Discussion
Chronic inflammation and anomalous apoptotic mechanism both critically contribute to the malignant transformation of cells. Inflammation in the tumor microenvironment promotes the growth, survival, and migration of cancer cells, accelerating the disease. The current investigation showed that EOLE treatment reduces inflammation and alters the expression of apoptosis regulatory protein in the BM of leukemic mice, which may halt the progression of the disease.
Methods
Using standard methodologies, we assessed viability, chromatin condensation, and induction of apoptosis in EOLE-treated K562 cells in-vitro.

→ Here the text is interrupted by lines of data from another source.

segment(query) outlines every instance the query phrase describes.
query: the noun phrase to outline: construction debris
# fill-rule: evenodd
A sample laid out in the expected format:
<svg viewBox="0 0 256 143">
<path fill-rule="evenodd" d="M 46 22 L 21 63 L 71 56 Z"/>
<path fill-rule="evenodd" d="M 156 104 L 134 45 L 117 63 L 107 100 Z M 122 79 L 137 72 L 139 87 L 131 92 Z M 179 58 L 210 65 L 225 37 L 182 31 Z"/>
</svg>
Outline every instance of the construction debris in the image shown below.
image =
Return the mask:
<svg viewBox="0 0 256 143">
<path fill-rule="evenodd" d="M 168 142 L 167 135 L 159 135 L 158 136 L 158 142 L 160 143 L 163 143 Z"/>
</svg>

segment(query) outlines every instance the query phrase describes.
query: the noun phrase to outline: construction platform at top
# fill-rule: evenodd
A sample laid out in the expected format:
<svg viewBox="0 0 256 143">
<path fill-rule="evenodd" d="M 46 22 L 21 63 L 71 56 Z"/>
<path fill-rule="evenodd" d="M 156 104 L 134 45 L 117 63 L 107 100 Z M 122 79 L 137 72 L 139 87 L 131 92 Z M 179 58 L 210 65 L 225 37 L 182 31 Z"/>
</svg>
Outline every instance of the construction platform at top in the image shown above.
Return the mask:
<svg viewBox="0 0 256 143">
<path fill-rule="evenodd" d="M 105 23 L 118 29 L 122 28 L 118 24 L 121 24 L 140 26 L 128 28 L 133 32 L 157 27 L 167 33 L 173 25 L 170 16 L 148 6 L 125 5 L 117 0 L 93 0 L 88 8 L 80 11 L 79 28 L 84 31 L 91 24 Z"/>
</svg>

The anti-leukemic activity of EOLE was assayed by measuring ROS, levels of various cytokines, expression of iNOS and COX-2 gene, and changes in the level of important apoptosis regulatory and cell signaling proteins in-vivo. Result: K562 cells underwent apoptotic induction after exposure to EOLE. In the BM of leukemic mice, EOLE therapy decreased the number of blast cells, ROS generation, and expression of NF-κB and ERK1/2. IL-6, IL-1β, TNF-α, iNOS, and COX-2 were among the inflammatory molecules that were down-regulated by EOLE therapy. Additionally, it decreased the expression of anti-apoptotic proteins BCL2A1, BCL-xL, and MCL-1 in the BM of leukemic mice.